Toda a interação ocorre na frente de um mural em homenagem a personalidades e ícones do ativismo negro mundial. Zeca questiona a mãe se ela sabe quem são as pessoas retratadas na arte. Ela reconhece Michael Jackson, mas tem dificuldade para reconhecer Malcom X, um dos líderes do movimento pelos direitos civis da população negra nos Estados Unidos dos anos 1960. Zeca ajuda-a a decodificar e aprender sobre o ativista. A cena provoca uma reflexão no público sobre representatividade negra reforçada com o motivo de outros murais do mesmo tipo apresentados em outros momentos do filme. Elas são vistas em cenas do cotidiano retratadas pelo diretor remetendo ao que vive a maioria dos brasileiros da classe trabalhadora ao caminhar para as paradas de ônibus de sua jornada ao trabalho.

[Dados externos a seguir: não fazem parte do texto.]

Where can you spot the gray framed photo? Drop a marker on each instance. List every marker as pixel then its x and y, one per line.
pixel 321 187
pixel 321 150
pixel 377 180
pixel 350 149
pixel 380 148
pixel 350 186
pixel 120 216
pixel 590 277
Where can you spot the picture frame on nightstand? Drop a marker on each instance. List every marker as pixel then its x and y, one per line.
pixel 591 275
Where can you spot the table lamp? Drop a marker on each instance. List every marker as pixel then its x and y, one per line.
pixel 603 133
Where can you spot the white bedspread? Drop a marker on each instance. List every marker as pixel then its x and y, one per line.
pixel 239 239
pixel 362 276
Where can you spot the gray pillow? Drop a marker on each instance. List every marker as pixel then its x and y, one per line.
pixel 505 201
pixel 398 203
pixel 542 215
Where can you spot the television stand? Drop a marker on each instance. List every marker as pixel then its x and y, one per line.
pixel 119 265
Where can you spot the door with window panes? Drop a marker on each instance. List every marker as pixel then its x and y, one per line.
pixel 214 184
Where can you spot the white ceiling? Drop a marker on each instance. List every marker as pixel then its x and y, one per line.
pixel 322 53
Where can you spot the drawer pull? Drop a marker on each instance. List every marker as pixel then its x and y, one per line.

A representação da distância entre corpos ignorados e o público só é quebrada quando o diretor de O Dia que Te Conheci utiliza a sensualidade e o beijo para eliminar esse distanciamento. O beijo e a troca de carícias entre Zeca e Luíza na conclusão do filme são um dos raros momentos em que a câmera se aproxima em planos mais fechados dos seus protagonistas. Apesar dessa escolha, a obra de Novais é eficaz como uma experiência de autoconhecimento e questionamento de um cotidiano que afeta a vida de muitas pessoas ao nosso redor conscientemente ou inconscientemente.
Vale ressaltar que O Dia que Te Conheci é mais um filme da filmografia da produtora mineira, Filmes de Plástico que apresenta uma representatividade que vai além do estereótipo de violência e pobreza quando são abordados personagens pretos e pardos no cinema. Como visto no último sucesso da produtora, Marte Um, seus protagonistas são pessoas que estudam ou que estão em posição de liderança e destaque, algo que sistematicamente é ocupado por pessoas brancas na história do Brasil.